The story begins with a tiny child peering over the edge of the dinner table, fascinated with food. It wasn’t any obsession with her own eating habits—after all, she was devilishly picky—but rather a love for the substance, a great interest in the act of eating and drinking itself. She would endlessly flip through her mother’s cookbooks, poring over the glossy shots of rice, beef, pastries, with the starry-eyed wonder that other children reserved for their first trip to the zoo. If there was something that could unlock her world, it was food: cakes and sparkling liquids set up prettily on a glass table, glorious feasts heavily laid on tables that stretched for miles.

That, of course, would be provided in abundance. The residents of Wonderland and Looking-Glass Land were lavish in their edible imagery: from the very beginning Alice would be steeped in potions that tasted of cherry pie, pineapples, and custard; she would nibble on cakes that would make her rise to the ceiling; she would ponder over how different flavors could affect one’s personality. A great feast would be thrown in her honor, with throngs of baffling guests drinking her health, and she would meet fabulous beasts made of buttered bread and sugar cubes. Wonderland was very generous to the food-loving reader, who basked in the glory of meeting a protagonist who also was very interested in matters of eating and drinking and therefore made her adventures so much easier to follow. Already, since the very beginning, Alice strikes a chord within a very young me.

The story continues with a confused girl, unsure of what to do with her changing body and mind, constantly checking herself before the mirror to see if she is the “right size”. Legs too fat! Tummy too chubby! Head too big for her shoulders! Thoughts crammed her head and came out in jumbles, eliciting shakes of the head and a hundred retierations of “that can’t be right”; others downright accused her of making things up, of being an insincere phoney. The awkward girl would then recede in her corner from the rest of the world, to bury herself in her books.

Meanwhile in Wonderland Alice would grow, shrink, bump her head on the ceiling and shut herself up like a telescope, get screamed at by a furious bird and have a caterpillar disapprovingly tell her that her words are “all wrong”. “I can’t explain myself, sir, for I’m not myself, you see,” she tells him, and the reader ponders the meaning of those words: “Am I myself? Was I the same person that I was when I woke up this morning? Will I ever be the right size, will my words ever sort out?” As Alice flails helplessly, her body stuck in a house far too small for her, the reader dreams of bursting the roof off and stomping away into Wonderland Woods, or gleefully fleeing the house in search of size-altering mushrooms which will help her fit in.

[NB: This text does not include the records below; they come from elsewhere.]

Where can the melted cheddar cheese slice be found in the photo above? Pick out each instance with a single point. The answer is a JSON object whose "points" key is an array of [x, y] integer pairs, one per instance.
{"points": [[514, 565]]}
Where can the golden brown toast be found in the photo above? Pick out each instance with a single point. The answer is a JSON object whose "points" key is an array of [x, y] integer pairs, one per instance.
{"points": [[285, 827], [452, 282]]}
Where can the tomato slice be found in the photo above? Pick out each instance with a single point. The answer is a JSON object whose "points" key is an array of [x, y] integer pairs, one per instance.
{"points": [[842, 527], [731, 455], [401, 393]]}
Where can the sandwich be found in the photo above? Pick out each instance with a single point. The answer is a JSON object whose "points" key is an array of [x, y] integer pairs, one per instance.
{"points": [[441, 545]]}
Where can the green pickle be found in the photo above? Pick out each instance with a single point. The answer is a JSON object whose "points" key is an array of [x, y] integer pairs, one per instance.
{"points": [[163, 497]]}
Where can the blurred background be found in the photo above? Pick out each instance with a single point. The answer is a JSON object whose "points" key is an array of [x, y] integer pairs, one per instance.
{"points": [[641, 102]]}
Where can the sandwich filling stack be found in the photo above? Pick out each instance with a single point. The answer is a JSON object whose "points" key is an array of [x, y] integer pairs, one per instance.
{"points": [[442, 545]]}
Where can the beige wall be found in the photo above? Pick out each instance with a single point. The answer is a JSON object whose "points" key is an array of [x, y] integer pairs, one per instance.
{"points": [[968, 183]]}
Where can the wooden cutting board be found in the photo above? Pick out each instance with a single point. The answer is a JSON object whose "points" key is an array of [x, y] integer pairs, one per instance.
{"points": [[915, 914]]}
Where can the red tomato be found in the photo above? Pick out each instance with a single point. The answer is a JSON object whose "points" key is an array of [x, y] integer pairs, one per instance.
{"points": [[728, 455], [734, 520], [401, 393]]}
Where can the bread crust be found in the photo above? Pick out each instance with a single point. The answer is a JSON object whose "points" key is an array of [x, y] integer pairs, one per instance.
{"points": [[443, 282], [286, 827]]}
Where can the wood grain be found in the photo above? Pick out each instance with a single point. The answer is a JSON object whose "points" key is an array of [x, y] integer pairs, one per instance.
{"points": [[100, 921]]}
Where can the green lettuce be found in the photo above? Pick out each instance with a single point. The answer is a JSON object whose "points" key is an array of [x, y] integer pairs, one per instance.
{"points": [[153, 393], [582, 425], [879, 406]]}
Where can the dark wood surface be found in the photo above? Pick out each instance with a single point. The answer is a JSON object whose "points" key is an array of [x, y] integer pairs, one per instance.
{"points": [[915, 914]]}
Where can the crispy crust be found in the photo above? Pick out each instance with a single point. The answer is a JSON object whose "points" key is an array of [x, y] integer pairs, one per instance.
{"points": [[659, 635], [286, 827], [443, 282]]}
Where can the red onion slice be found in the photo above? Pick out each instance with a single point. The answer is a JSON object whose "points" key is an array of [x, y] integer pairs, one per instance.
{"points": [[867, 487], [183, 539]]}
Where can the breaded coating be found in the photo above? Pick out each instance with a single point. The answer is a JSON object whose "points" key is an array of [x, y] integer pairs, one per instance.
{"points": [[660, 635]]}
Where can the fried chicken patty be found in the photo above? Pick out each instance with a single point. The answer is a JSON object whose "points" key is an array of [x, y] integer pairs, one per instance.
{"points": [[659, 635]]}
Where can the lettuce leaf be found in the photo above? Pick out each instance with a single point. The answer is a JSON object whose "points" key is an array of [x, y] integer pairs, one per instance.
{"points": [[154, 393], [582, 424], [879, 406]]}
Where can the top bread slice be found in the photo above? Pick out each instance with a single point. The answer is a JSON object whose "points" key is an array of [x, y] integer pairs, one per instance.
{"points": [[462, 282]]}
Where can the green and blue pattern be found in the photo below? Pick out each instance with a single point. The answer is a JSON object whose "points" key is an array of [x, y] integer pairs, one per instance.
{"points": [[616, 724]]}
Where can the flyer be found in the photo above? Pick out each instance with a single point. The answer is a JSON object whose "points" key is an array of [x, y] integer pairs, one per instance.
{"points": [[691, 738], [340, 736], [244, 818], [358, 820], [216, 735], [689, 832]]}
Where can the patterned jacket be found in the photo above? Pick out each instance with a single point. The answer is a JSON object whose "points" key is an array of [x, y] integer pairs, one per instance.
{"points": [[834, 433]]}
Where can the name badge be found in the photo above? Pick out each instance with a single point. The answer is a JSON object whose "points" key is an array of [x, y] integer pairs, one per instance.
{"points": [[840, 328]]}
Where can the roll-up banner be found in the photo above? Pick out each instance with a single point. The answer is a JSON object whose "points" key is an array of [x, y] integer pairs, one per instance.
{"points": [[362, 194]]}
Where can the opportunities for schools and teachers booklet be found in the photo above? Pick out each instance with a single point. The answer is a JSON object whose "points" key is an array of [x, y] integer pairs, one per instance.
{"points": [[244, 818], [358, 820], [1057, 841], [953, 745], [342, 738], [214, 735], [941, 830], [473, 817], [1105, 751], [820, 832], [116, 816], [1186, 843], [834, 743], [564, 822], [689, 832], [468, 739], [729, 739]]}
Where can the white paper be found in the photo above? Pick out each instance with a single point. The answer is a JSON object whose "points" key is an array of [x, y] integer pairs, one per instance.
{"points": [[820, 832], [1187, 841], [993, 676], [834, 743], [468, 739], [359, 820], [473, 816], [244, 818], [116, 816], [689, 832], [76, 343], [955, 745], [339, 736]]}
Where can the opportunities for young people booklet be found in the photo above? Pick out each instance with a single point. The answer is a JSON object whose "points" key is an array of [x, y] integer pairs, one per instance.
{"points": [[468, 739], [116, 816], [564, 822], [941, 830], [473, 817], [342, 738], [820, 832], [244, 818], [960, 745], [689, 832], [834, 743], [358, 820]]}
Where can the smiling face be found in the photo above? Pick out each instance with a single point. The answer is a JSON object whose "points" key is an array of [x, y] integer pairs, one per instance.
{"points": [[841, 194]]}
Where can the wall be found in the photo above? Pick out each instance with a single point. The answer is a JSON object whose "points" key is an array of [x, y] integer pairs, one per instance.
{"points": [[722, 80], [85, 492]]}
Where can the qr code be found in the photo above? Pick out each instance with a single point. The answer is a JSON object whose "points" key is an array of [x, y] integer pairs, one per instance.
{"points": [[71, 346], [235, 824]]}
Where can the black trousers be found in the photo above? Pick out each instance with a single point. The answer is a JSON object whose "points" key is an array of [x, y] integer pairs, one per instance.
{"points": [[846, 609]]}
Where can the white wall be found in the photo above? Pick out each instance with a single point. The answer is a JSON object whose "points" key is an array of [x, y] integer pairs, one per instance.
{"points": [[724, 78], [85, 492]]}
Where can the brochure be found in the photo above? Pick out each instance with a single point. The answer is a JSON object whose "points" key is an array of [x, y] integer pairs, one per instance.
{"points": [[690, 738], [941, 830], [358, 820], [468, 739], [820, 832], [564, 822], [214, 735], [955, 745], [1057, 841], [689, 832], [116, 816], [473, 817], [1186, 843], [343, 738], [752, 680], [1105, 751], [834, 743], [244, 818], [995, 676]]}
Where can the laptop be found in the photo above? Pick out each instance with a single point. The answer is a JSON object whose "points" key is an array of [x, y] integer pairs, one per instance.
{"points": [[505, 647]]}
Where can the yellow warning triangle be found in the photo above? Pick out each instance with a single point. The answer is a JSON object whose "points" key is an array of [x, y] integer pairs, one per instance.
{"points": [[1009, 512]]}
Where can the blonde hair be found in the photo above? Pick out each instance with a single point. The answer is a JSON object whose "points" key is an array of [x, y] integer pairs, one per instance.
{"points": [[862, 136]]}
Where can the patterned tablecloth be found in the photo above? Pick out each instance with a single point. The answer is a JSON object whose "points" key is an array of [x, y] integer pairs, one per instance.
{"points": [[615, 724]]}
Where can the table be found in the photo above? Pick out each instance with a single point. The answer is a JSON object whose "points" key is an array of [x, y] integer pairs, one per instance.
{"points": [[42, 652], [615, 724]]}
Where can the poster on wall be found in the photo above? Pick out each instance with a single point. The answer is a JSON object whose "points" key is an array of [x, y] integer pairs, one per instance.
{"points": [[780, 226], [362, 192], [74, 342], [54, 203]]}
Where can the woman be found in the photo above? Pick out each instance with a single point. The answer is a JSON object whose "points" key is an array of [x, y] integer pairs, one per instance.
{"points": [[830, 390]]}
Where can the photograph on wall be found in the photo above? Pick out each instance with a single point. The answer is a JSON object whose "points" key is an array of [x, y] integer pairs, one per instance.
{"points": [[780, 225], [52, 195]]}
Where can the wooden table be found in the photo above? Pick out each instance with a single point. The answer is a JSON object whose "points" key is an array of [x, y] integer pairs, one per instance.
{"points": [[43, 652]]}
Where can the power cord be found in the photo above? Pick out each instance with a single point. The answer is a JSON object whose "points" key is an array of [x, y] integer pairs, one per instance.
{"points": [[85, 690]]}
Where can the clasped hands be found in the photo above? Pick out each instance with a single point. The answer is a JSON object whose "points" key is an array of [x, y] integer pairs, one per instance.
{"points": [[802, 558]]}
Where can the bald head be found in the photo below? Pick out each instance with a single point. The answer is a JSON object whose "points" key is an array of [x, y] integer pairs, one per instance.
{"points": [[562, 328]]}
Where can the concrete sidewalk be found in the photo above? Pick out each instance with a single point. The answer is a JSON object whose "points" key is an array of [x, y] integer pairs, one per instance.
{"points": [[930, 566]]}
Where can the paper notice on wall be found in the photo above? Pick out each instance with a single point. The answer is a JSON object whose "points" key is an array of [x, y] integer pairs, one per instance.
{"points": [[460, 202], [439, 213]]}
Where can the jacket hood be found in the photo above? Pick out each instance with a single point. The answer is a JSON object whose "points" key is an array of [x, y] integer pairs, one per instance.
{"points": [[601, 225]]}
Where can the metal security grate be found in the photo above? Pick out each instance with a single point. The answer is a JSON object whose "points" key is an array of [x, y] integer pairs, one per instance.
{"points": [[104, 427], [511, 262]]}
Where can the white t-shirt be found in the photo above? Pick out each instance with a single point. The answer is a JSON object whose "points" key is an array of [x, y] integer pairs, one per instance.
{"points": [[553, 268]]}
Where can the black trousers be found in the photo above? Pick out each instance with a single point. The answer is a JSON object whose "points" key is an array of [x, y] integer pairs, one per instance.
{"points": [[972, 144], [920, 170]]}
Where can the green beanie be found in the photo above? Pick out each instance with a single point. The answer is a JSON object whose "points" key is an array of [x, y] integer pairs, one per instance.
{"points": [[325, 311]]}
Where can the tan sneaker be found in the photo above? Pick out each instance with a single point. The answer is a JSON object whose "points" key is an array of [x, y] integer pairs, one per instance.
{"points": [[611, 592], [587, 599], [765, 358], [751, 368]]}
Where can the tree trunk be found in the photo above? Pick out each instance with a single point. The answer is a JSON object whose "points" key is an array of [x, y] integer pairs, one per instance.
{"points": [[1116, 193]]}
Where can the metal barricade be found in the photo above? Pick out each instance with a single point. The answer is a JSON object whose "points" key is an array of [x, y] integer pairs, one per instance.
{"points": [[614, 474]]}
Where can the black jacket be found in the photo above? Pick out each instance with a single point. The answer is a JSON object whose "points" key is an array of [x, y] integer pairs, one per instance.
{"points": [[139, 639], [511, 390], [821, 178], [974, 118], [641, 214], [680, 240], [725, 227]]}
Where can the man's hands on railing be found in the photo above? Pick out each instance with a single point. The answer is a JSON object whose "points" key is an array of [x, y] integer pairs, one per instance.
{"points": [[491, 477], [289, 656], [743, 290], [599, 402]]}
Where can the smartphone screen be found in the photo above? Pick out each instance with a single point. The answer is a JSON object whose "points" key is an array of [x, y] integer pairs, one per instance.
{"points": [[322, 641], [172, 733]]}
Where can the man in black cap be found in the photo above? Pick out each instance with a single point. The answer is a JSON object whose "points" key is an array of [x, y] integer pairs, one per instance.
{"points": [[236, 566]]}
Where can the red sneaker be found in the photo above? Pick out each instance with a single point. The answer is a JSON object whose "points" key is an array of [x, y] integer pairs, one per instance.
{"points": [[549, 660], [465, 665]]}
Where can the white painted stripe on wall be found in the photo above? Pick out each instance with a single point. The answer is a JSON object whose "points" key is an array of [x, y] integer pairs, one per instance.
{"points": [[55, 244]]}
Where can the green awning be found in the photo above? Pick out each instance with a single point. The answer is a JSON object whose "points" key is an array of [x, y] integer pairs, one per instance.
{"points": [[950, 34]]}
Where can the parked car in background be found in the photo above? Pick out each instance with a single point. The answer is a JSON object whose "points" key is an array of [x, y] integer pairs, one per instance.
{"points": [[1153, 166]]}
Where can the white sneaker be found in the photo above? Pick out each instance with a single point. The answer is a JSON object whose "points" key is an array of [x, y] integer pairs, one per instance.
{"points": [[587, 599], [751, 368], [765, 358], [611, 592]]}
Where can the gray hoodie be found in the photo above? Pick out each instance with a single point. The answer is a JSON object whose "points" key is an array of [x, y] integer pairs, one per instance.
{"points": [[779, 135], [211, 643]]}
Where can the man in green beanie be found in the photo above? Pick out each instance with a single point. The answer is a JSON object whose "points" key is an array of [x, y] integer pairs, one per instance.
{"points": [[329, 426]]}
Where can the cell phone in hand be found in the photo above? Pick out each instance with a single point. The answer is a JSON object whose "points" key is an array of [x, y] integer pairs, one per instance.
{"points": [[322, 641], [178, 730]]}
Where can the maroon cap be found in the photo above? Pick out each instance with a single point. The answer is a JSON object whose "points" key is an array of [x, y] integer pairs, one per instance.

The story ends, for now, with a girl on her bed, tossing and turning, her head buzzing with questions. The older she grows the more she realizes that there is so much more to learn—but will she ever learn it all? How fascinating everything is! Even the night before she had spent hours chasing down an elusive problem down a hole, only to see the solution disappear around a corner; tomorrow would be another day to try, but her mind is not yet satisfied. She thinks back to when she was a child, always asking “What’s that? What’s that?” Now, there is less time to ask questions, but she can still wonder about everything, create stories in her mind.

And Alice? Eternally youthful in Looking-Glass Land, immortalized in literature, she continues to carry heavy volumes of text to Humpty Dumpty for him to explain; she chases rabbits into Wonderland, burning with curiosity; “But why?” she continues to ask the residents of her fantasy-land, who may or may not have coherent solutions to her problems but will always be there to answer them. Time to open doors, solve riddles, ask questions! Alice is no longer a flattened figure in my picture-books—she lives within me, has lived with me for as long as I remember. Every year that I have lived, her tale offers me something more. And through her many relatable misadventures, I have also lived through Alice’s experiences, and if there is one thing I have learned from the story, it’s that for now, it "doesn't really matter which way I go--as long as I get somewhere". I just need to take the first step.